İnsanoğluna ise, imtihanına vesile olması için nefis verildiğinden ve ayrıca şeytanlar da musallat olduğundan dolayıdır ki, Hazret-i Ebubekir (r.a.) gibi elmas ruhlu olan insanlarla, Ebucehil gibi kömür ruhlu insanların meydana gelmesi kaçınılmaz olmuştur.

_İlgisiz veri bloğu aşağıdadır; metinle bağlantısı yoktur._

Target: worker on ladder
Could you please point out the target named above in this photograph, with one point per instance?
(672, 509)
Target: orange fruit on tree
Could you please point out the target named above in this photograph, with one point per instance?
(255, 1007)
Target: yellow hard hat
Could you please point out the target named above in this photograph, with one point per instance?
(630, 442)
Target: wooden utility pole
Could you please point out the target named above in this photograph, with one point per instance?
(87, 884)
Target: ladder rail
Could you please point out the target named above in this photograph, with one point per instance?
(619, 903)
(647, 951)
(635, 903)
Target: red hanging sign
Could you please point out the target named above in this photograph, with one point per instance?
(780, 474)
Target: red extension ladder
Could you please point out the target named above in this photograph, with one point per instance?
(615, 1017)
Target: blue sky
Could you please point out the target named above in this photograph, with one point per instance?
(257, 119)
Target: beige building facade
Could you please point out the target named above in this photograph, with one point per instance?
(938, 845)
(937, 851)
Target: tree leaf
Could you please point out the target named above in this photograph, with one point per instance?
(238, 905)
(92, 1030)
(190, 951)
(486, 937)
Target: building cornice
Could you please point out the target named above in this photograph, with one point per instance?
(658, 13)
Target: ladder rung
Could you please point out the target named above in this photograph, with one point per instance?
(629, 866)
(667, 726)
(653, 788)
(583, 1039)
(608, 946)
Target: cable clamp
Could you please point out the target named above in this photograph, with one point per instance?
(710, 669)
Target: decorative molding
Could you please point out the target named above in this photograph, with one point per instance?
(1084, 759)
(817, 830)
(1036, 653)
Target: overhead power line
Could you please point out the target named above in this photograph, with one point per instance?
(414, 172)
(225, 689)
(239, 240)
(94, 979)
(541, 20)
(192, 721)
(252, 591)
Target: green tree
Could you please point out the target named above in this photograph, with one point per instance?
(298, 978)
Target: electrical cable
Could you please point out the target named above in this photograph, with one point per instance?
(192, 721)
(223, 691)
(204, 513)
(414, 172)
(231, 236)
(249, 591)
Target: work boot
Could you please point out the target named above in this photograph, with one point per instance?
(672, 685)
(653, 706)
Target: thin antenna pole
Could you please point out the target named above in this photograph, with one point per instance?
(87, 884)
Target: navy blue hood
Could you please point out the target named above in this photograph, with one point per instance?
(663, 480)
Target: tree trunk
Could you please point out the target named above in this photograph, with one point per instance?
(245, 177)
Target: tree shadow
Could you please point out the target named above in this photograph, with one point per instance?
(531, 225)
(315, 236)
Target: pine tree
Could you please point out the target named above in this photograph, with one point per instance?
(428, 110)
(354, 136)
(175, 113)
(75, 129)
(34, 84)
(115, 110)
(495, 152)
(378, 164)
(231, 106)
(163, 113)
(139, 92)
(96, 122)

“Herkes kendi âleminde bir kumandan olduğundan, âlem-i asgarında cihad-ı ekberle mükelleftir.”diyen Bediüzzaman Hazretlerinin ifade ettiği gibi, insan ömür boyu nefsiyle mücadele etmek, onu ıslah ve terbiye etmekle vazifelidir. Çünkü, nefsin insana verdiği zararı hariçten kimse veremez. Hadis-i şerife göre, nefisle yapılan cihadın, en büyük cihad olması buradan kaynaklanmaktadır.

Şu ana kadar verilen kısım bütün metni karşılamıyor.